Ann Neurol 2003 Feb;53(2):189-97
Tejada-Simon MV, Zang YC, Hong J, Rivera VM, Zhang JZ.
Multiple Sclerosis Research Unit, Department of Neurology and Baylor Multiple Sclerosis Center, Baylor College of Medicine, Houston, TX.
Viral infections are though to play an important role in the pathogenesis of multiple sclerosis (MS) potentially through molecular mimicry.
An identical sequence was found in both myelin basic protein (MBP, residues 96-102), a candidate autoantigen for MS, and human herpesvirus-6 (HHV-6 U24, residues 4-10) that is a suspected viral agent associated with MS.
In this study, we showed that greater than 50% of T cells recognizing MBP(93-105) cross-reacted with and could be activated by a synthetic peptide corresponding to residues 1 to 13 of HHV-6 U24 in MS patients.
The estimated precursor frequency of these cross-reactive T cells recognizing both peptides, MBP(93-105) and HHV-6 (U24)(1-13), was significantly elevated in MS patients compared with that in healthy controls.

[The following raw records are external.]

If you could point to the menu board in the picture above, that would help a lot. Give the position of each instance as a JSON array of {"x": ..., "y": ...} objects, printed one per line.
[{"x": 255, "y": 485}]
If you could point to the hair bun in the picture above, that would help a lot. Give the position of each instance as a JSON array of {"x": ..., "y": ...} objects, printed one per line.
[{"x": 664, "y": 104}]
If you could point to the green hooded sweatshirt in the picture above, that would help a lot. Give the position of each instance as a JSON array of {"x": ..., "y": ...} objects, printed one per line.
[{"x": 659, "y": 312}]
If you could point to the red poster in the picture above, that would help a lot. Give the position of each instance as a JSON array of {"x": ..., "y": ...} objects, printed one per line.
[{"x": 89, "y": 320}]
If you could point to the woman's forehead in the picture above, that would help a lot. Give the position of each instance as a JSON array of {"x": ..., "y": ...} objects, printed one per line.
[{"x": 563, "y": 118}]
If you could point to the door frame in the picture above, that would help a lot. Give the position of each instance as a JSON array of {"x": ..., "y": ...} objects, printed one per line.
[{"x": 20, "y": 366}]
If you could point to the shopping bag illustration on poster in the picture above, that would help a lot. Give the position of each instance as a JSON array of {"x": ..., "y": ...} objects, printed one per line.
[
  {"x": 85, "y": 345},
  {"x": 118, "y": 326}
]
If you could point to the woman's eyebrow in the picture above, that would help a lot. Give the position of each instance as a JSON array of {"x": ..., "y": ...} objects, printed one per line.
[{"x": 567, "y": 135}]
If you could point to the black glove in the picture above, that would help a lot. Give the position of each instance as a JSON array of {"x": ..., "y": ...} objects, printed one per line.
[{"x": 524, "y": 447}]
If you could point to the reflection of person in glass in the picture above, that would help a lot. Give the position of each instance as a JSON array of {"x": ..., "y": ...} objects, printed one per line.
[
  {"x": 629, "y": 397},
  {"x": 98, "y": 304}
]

These cross-reactive CD4+ T cells represented the same Th1 phenotype as that of monospecific T cells recognizing MBP(93-105).
There were increased antibody titers for both peptide HHV-6 (U24)(1-13) and peptide MBP(93-105) in the same patients with MS compared with those in healthy controls, suggesting B-cell sensitization to the antigens in MS patients.
The study provides important evidence in the understanding of the potential role of HHV-6 infection/reactivation in the activation of autoimmune reactivity to MBP and its implication in the pathogenesis of MS.